= Josef Kyrle =

Austrian pathologist and dermatologist

Josef Kyrle (8 December 1880 – 30 March 1926) was an Austrian pathologist and dermatologist who was a native of Schärding.

He studied medicine at the University of Graz, and afterwards was an assistant to Anton Weichselbaum (1845–1920) at the clinic of pathological anatomy at the University of Vienna. In 1907 he was an assistant to Ernst Finger (1856–1939) at the dermatology clinic in Vienna, and in 1918 he became an associate professor.

Kyrle specialized in microscopic and histological research of skin disorders. His name is associated with Kyrle disease, being also known as "hyperkeratosis penetrans". In 1916 Kyrle referred to this condition as hyperkeratosis follicularis et parafollicularis in cutem penetrans. It is characterized by keratotic plugs that develop in hair follicles and eccrine ducts, penetrating the epidermis and extending into the dermis. This disorder is often associated with diabetes mellitus and kidney failure.

He performed investigations on the use of Jauregg's malaria therapy for treatment of syphilis in its early stages, and with Dr.
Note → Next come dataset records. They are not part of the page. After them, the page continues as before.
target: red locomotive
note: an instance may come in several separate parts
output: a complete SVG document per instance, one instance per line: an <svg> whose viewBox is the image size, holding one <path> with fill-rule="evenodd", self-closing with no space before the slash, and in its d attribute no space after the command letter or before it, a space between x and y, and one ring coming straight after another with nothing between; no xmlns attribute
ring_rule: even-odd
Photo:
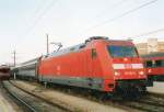
<svg viewBox="0 0 164 112"><path fill-rule="evenodd" d="M154 80L164 81L164 53L151 53L142 57L147 68L149 86L153 86Z"/></svg>
<svg viewBox="0 0 164 112"><path fill-rule="evenodd" d="M10 79L10 67L2 65L0 66L0 80Z"/></svg>
<svg viewBox="0 0 164 112"><path fill-rule="evenodd" d="M39 81L104 92L145 91L143 61L131 41L94 36L38 63Z"/></svg>
<svg viewBox="0 0 164 112"><path fill-rule="evenodd" d="M138 94L145 91L147 86L143 61L133 43L99 36L23 63L13 68L12 72L17 78L114 94Z"/></svg>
Weichselbaum, he performed important studies involving the origin and development of the islets of Langerhans in the fetus.

== Selected writings ==
- Über den derzeitigen Stand der Lehre von der Pathologie und Therapie der Syphilis; sechs Vorlesungen für praktische Ärzte, 1924 - On the current state involving the doctrine of pathology and therapy of syphilis.
- Vorlesungen über Histo-Biologie der menschlichen Haut und ihrer Erkrankungen, 1925-27 - Lectures about histo-biology of human skin and its diseases.